Women Who Run with the Wolves. This is one of those books I scripted into my Life Path with God before I was born. We knew it would help me navigate this particular period. Reading it, I feel seen, a little scared and satisfied. I have language for some of even the most obscure and deeply buried aspects of my experience and self. Clarissa Pinkola Estes’ work is a powerful reminder you don’t have to sacrifice one iota of your true depth, feeling, talent and curiosity to live as a healthy woman in this world and create incredible work - which is what so many women have done (for “security”, “protection”, “safety” and “love”) and lost themselves in any and all forms of co-dependence. You can be murderously angry, ravenously hungry, ruthlessly aware and acutely sensitive, and still be loved, still thrive. It’s a masterpiece, if I’ve ever read one.
Oscar Wilde, The Picture of Dorian Gray. It felt so scandalous and liberating to realise humans have been ratbags way before me. In a culture that tries to split (and conquer) women by shoving us so far into polarities (you can either be this OR this), Wilde's characters - and Wilde himself - are proof debauchery doesn't discount talent. Someone, something, somewhere, has Grace. That quote… "the only way to get rid of temptation is to yield to it." I loved that quote. It was my, albeit totally toxic, mantra, but it gave me language for my longing, sense of identity and a taste of having something to live by.

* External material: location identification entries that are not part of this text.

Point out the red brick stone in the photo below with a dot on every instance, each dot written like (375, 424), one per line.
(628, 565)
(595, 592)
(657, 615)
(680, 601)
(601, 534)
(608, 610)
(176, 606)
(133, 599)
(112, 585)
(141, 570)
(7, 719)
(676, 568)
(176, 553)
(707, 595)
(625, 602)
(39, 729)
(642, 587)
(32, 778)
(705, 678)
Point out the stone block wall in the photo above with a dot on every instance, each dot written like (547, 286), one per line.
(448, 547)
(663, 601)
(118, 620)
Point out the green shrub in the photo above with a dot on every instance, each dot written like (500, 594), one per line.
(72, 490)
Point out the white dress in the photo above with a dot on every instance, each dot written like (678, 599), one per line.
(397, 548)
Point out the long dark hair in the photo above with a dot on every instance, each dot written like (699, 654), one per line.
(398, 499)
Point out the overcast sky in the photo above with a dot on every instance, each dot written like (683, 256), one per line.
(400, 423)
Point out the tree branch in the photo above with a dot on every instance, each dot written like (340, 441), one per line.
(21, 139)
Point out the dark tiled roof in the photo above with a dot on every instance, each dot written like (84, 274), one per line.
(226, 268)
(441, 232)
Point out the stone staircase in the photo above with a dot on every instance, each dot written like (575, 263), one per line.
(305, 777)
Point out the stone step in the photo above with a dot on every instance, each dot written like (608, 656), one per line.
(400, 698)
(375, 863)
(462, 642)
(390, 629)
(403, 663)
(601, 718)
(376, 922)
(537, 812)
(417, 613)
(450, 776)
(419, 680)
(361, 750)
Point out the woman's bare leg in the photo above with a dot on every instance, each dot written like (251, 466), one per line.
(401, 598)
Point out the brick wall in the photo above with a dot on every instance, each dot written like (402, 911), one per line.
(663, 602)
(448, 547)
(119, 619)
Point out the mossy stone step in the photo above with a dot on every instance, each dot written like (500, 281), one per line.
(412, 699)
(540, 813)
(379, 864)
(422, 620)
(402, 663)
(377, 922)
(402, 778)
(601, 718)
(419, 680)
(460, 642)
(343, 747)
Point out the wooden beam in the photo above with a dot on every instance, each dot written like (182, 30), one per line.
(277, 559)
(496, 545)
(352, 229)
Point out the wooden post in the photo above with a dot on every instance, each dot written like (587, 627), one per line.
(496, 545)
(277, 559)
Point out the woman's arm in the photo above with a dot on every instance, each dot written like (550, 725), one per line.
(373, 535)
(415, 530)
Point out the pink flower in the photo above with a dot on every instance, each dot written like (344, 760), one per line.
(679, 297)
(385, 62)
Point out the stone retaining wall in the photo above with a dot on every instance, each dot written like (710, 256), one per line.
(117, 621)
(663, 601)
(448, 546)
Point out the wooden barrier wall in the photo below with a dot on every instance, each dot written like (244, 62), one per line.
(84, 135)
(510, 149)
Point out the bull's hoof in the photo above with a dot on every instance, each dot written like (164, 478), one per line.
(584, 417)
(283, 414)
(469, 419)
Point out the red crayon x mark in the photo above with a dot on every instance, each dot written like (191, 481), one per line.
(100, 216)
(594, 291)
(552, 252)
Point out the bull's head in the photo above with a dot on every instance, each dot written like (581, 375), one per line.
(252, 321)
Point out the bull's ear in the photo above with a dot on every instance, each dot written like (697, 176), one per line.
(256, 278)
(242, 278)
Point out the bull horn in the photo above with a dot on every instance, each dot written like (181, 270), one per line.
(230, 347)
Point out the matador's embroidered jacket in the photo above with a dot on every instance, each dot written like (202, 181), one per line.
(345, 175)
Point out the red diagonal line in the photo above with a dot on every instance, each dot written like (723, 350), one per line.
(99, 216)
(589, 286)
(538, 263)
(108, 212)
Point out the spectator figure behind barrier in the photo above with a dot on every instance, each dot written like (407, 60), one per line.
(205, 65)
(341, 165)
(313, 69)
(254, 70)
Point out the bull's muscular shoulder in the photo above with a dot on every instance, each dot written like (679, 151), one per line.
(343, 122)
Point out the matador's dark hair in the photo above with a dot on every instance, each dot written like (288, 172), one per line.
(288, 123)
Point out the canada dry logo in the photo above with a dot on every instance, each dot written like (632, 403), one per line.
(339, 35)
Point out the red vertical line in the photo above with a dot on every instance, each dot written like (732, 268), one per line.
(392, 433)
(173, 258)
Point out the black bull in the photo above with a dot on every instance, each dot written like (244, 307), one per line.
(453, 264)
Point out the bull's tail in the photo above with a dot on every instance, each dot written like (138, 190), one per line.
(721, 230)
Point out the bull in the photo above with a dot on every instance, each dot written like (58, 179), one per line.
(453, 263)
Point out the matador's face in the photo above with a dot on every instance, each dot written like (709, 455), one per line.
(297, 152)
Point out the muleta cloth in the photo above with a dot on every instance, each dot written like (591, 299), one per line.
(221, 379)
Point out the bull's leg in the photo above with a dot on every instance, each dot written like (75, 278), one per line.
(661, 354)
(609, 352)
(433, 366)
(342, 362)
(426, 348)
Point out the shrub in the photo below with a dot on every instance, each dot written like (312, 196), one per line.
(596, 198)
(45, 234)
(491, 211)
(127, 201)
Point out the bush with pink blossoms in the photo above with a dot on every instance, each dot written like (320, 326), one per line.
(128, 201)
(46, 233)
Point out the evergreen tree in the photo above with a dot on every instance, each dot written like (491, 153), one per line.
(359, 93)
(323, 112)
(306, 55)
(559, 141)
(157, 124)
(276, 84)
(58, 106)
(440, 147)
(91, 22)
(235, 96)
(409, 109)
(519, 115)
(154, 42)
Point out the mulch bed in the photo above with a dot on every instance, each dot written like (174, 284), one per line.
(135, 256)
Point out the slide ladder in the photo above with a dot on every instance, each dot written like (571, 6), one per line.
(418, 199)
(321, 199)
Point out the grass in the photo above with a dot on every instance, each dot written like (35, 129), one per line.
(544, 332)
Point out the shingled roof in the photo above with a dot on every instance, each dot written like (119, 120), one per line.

I’m currently reading How to Build a Billion Dollar Business which is stimulating the right, more masculine side of me. I’ve felt out of balance lately - all these visions and ideas banking up like water at a damn - so putting work into the world is helping me level out.
My Own Writing. Honestly. I love reading my own work. In a world where women's focus is trained away from us from the second we're born and captured in a matrix of comparison and “otherness” that steals joy and confidence, reading my own work brings me back to my Self. It fattens my self-belief and gives me a spiritual and emotional sturdiness I can face the world with. I used to be knocked over by a slight breeze - and still feel like that sometimes - but reading what I’ve written gives me courage. When I’ve been Soul starved, my body of work is a eucharist. I offer it to myself as a sacrament. I’ve lived off myself.